In this particular use case, not every record is needed in the “live app,” so we are purging rows and archiving in a data warehouse (Motherduck) and building simple BI reports (Preset.io) to access the historical data. The data pipeline runs nightly in GitHub Actions.
The tech stack was chosen to be cost-efficient.
There is a good chance this warehouse solution can added for $0 / months. The Motherduck free tier includes 10GB of storage 10 compute hours each month. Preset.io also has a reasonable free tier. GitHub also has a useful free tier.
The code is still pretty entangled with this client’s environment.
Getting Knack Data into a SQL database seems useful, and I’ve enjoyed using SQL to aid research and building SQL Views for analytic reports.

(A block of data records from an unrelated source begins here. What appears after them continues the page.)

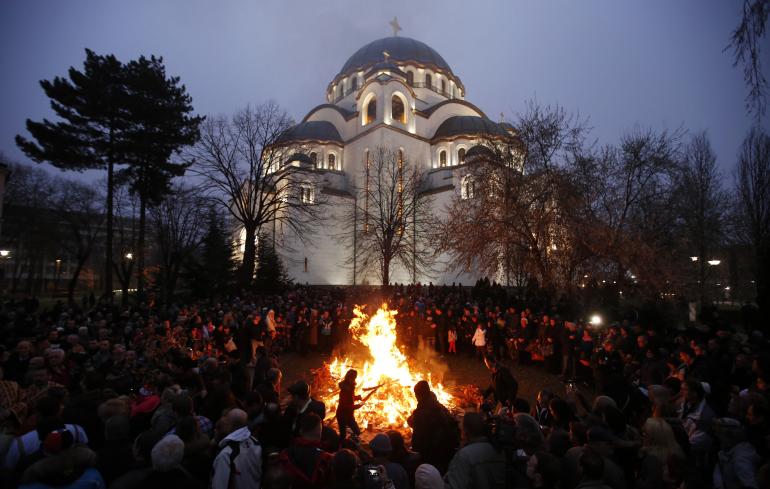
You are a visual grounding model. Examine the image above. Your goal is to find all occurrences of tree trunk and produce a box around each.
[67,257,86,304]
[756,247,770,318]
[104,156,114,302]
[166,264,179,304]
[137,184,147,302]
[382,257,391,286]
[240,225,257,288]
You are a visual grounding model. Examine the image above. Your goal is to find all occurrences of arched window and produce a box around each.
[406,71,414,86]
[310,152,317,167]
[364,97,376,125]
[351,77,358,90]
[439,150,447,167]
[300,184,314,204]
[458,148,466,165]
[328,153,336,170]
[391,94,405,124]
[441,79,446,95]
[461,175,475,200]
[425,73,432,89]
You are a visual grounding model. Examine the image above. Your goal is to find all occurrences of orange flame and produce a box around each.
[321,305,454,430]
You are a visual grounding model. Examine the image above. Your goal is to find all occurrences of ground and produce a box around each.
[279,351,572,414]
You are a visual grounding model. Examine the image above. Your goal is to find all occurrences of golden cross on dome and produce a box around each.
[383,50,391,62]
[389,16,402,37]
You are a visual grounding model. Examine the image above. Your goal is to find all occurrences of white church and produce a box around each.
[272,27,518,285]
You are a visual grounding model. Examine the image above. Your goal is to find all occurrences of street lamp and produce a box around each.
[690,256,699,262]
[125,252,133,260]
[0,250,9,258]
[707,260,721,266]
[590,314,602,326]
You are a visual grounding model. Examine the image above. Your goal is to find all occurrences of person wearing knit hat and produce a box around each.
[369,433,409,489]
[42,428,74,456]
[414,464,442,489]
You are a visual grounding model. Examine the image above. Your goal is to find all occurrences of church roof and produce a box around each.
[279,121,342,144]
[337,37,453,79]
[432,116,509,140]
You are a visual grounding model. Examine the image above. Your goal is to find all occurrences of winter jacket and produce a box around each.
[443,439,505,489]
[4,423,88,471]
[713,441,761,489]
[211,426,262,489]
[471,328,486,347]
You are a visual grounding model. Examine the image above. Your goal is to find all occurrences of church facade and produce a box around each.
[273,35,516,285]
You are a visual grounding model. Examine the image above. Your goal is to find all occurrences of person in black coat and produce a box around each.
[283,380,326,440]
[406,380,458,474]
[482,357,519,409]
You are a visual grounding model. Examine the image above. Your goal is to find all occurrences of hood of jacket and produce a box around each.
[219,426,252,447]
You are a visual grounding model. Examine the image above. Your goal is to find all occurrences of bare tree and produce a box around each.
[676,132,728,301]
[189,102,326,287]
[568,128,683,290]
[343,147,437,285]
[440,101,589,296]
[53,180,105,303]
[1,161,59,294]
[150,185,207,302]
[735,127,770,312]
[728,0,769,120]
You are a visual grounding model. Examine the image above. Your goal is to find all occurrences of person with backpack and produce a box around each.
[279,413,333,488]
[211,409,262,489]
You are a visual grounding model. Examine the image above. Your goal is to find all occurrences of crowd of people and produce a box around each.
[0,282,767,489]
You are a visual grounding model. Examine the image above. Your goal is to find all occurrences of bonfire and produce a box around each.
[316,305,456,431]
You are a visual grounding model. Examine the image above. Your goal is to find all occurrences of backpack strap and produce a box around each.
[225,436,260,488]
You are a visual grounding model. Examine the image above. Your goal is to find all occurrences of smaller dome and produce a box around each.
[432,116,509,140]
[284,153,316,167]
[465,145,496,163]
[279,121,342,144]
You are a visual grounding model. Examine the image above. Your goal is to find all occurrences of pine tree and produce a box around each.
[16,50,130,299]
[200,209,236,293]
[118,55,203,300]
[255,233,289,292]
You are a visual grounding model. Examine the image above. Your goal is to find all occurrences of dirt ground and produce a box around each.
[278,350,573,412]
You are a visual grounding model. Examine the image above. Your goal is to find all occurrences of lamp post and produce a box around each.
[0,250,9,291]
[54,259,62,292]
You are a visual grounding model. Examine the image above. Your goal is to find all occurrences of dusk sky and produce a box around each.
[0,0,765,180]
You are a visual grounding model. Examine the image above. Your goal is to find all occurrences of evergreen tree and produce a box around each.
[255,233,289,292]
[16,49,130,299]
[118,55,203,300]
[199,209,236,293]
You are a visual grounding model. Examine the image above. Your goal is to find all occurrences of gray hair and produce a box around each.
[151,434,185,471]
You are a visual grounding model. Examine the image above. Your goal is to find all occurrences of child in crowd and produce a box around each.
[471,323,486,359]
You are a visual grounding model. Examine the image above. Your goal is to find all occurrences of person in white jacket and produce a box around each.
[211,409,262,489]
[471,324,486,359]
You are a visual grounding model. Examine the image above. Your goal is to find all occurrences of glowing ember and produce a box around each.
[319,305,455,431]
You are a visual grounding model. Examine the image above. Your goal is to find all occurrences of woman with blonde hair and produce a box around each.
[637,417,686,489]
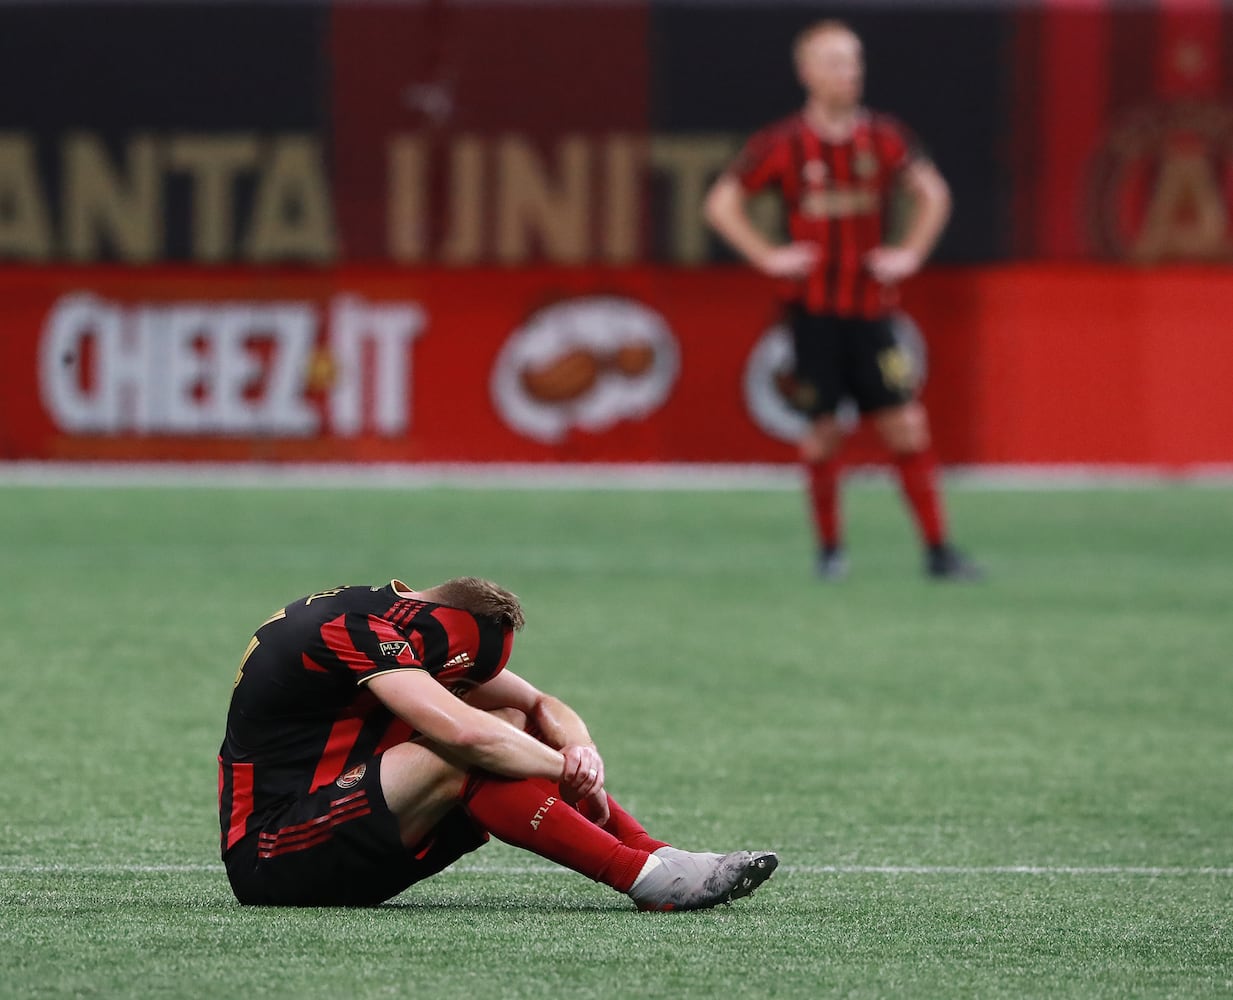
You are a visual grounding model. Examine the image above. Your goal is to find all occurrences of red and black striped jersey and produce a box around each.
[217,580,514,857]
[730,110,918,318]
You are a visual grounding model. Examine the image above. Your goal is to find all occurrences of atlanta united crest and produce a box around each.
[335,763,366,789]
[1087,101,1233,263]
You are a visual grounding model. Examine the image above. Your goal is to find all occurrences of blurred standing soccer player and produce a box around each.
[705,19,980,580]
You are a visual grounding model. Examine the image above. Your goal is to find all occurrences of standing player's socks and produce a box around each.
[806,458,843,550]
[576,794,670,853]
[463,775,650,891]
[893,449,947,547]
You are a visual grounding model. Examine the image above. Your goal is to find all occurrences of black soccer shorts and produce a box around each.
[223,755,489,907]
[786,305,919,418]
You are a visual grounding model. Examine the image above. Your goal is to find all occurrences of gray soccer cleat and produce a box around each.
[815,546,849,581]
[925,544,984,581]
[628,846,779,912]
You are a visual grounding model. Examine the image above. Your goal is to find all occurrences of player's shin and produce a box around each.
[893,448,947,546]
[806,458,843,549]
[463,775,650,892]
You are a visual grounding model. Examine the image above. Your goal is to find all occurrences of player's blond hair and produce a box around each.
[793,18,859,58]
[427,577,526,631]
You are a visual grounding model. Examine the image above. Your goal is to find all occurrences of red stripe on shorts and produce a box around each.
[256,794,373,859]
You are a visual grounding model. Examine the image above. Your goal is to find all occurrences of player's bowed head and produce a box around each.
[413,577,526,631]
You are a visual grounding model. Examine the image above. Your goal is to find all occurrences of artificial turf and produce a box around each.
[2,477,1230,998]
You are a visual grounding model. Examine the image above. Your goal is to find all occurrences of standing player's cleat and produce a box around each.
[926,544,984,581]
[815,546,849,581]
[628,847,779,912]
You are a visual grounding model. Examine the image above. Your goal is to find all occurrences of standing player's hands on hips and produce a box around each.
[757,242,821,279]
[864,245,923,285]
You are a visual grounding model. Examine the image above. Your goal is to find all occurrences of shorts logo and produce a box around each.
[335,763,366,789]
[380,640,411,658]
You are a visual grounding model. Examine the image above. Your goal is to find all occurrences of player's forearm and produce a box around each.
[370,672,566,782]
[444,712,566,781]
[898,175,952,261]
[529,695,594,751]
[704,177,776,269]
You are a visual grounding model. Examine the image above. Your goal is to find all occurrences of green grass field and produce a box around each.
[2,476,1231,998]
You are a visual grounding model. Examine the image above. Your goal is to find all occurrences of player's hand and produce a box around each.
[757,242,820,279]
[578,787,610,826]
[559,743,605,802]
[864,245,923,284]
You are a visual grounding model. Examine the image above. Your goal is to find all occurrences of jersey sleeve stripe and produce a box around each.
[365,614,423,666]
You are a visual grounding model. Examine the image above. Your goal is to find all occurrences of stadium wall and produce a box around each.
[2,1,1232,268]
[1,0,1230,470]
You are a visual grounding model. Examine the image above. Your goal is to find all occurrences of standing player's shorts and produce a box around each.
[223,755,489,907]
[787,305,919,418]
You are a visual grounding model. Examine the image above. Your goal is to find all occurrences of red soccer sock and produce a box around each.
[806,458,843,550]
[893,449,947,547]
[464,775,649,892]
[576,794,670,853]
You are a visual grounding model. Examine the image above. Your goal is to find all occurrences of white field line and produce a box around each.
[4,863,1232,877]
[1,460,1232,491]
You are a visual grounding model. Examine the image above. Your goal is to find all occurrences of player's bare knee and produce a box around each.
[878,405,930,454]
[892,426,931,454]
[799,440,829,464]
[489,706,527,731]
[380,741,468,809]
[800,420,841,463]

I’m still fairly new to the Knack realm, most of my other clients are on Python-centric tech stacks (Streamlit, Anvil.works, PostreSQL, etc) …so I only dive into Knack when needed for this client.

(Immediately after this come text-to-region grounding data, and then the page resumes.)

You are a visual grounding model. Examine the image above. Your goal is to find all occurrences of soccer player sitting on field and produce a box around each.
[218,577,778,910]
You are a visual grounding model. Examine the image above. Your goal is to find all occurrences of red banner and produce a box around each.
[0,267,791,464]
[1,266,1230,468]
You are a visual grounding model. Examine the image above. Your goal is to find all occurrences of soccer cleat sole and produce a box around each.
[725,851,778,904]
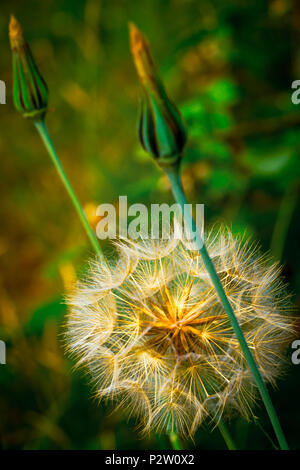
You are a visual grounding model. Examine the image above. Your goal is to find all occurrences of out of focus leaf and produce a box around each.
[243,149,292,176]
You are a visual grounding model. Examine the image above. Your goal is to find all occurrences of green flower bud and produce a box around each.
[9,15,48,120]
[130,23,187,168]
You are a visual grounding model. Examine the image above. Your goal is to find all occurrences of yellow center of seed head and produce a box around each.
[141,285,220,356]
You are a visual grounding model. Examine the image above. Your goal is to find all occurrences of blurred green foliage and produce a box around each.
[0,0,299,450]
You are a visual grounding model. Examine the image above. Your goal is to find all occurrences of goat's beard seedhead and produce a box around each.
[65,226,295,437]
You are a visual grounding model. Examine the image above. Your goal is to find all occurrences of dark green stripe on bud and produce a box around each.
[9,15,48,120]
[130,23,187,168]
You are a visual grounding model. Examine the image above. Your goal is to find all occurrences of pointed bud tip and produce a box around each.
[9,14,24,50]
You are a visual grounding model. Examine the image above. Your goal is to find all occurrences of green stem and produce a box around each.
[218,419,237,450]
[164,165,289,451]
[169,431,182,450]
[34,120,103,259]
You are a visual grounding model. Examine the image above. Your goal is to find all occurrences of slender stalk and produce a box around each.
[218,419,237,450]
[164,165,289,451]
[34,120,103,259]
[169,431,182,450]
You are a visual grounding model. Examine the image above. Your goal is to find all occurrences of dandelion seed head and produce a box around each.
[65,227,295,437]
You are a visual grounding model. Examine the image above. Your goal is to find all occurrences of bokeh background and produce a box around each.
[0,0,299,450]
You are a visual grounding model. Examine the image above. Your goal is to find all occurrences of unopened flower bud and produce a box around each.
[9,15,48,120]
[130,23,187,168]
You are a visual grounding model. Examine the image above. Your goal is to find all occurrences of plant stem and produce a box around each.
[169,431,182,450]
[218,419,237,450]
[34,120,103,259]
[164,165,289,451]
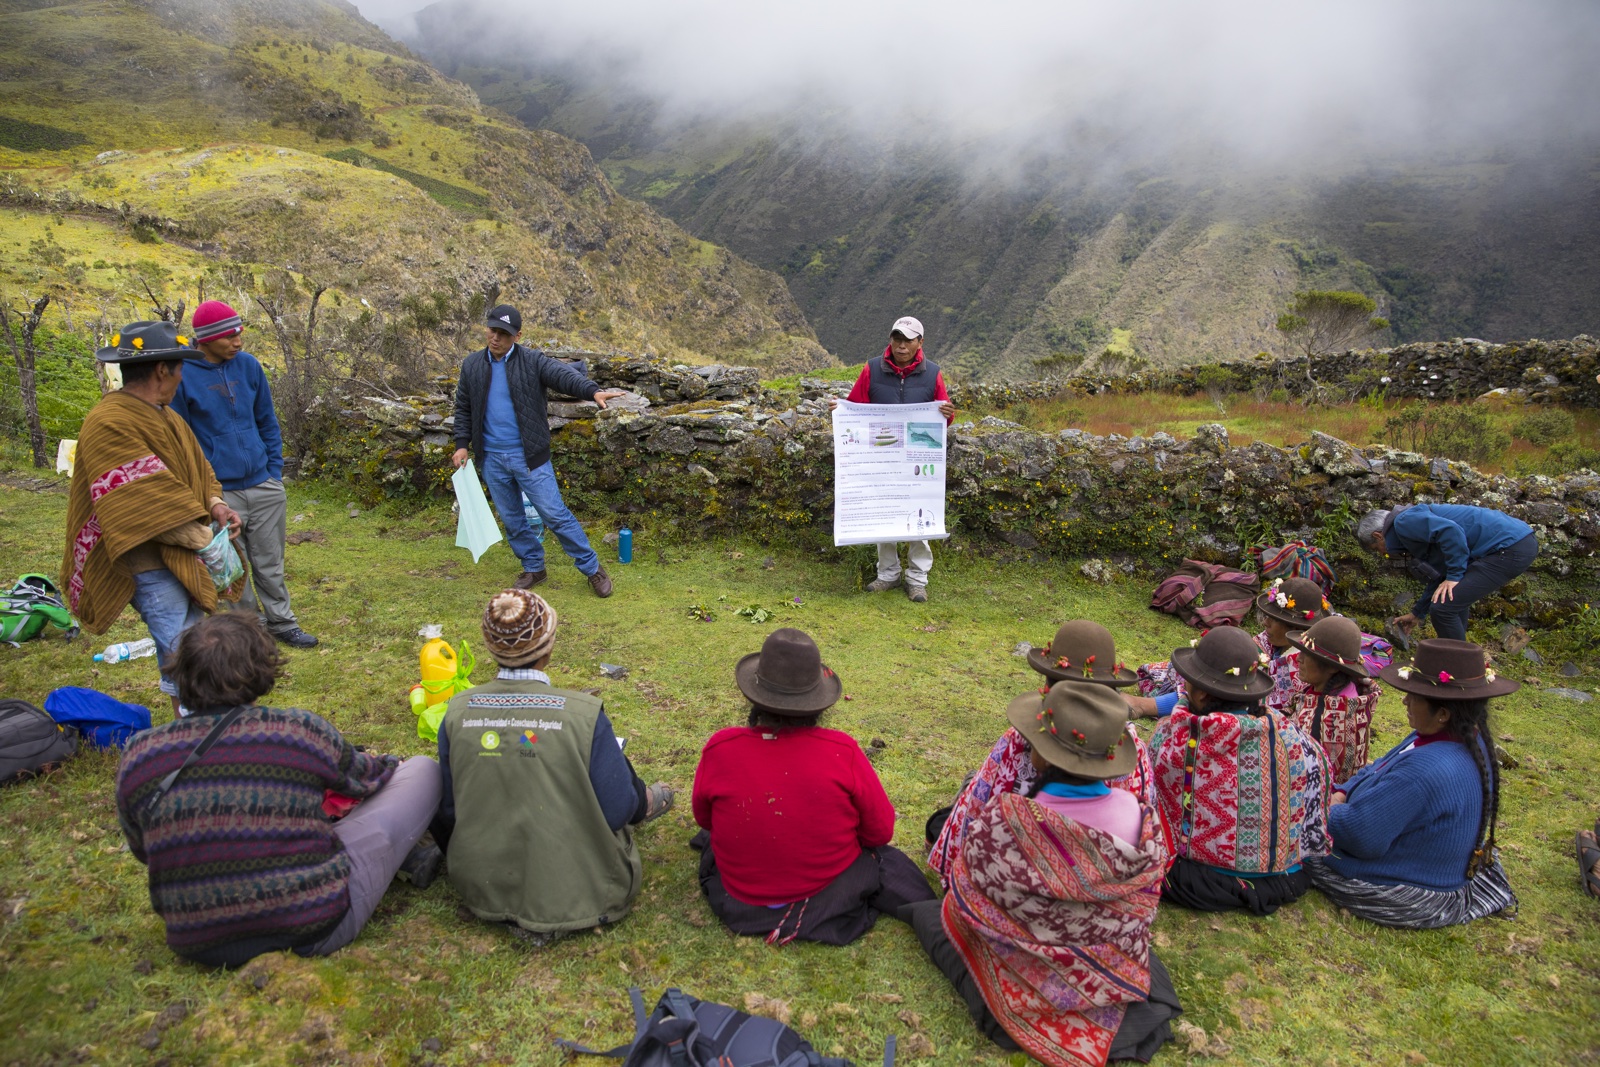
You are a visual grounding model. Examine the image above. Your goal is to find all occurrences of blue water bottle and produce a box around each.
[618,528,633,564]
[520,492,546,543]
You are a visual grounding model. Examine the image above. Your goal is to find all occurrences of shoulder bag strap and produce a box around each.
[142,705,247,814]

Which is to say, I have no idea if this is a common challenge where it’s worth my time/effort to do something with these building blocks.
Feedback welcome. I’d love the perspective of this community on SQLDatabase/Data Pipeline/Data Warehousing problem & solutions space.
What Data Warehouse (Snowflake, BigQuery, ?) and BI tools are folks using? I’ve PowerBI in a few posts.
I’m very interested in understanding more about what you have achieved as I foresee a similar need in the near future. Given the driver was a large number of records, and I assume you are using APIs to grab the data, how are you dealing with the daily API limit? As for target BI platform in our case that would be MS Fabric and Power BI
@LeighBerre96926
Yep. Luckily for now, we upgraded our API usage so we have the headroom to complete the data loader job.
That said, I built a throttler where you set X number of API requests in reserve and the data loader won’t ever exceed that. So stop loading data when Current Usage + Reserve >= Plan Daily Total.
Our current reserve is about 110% of a recent peak, on assumption that will be enough so that a typical daily usage can work without interruption.
The goal at this point was to ensure the data loader won’t exhaust the accounts API limit. Which it does.
But since we haven’t hit our API limits, I haven’t started working on sequencing of data so that over x periods 100% of data is loaded.
That is if we need 10,000 API requests to load the data and the daily limit is 5,000, how do we minimize the staleness of data knowing that we cannot refresh the entire dataset in single run. I have a few ideas, but haven’t implemented anything since this isn’t pressing issue right now.
One caveat, the actual mechanism I’m taking advantage of to get “remaining API for the day” recently stopped working and my account is in bit of a funky state, and support suggest that my client unshare everything with me and re-share. I’m in the middle of some critical work and I don’t want to risk losing a few days while my account access gets squared away.
This used to work for me for real-time API usage states
https://api.knack.com/v1/accounts/{{KNACK_ACCOUNT_ID}}/usage/api
As I said, it stopped, but my account is also funky right now so I don’t know if access to this endpoint disappeared or it’s just my account.
Sounds like you have a really good model there. If it plans out as I expect I’ll reach our and try to pick your brain a little more.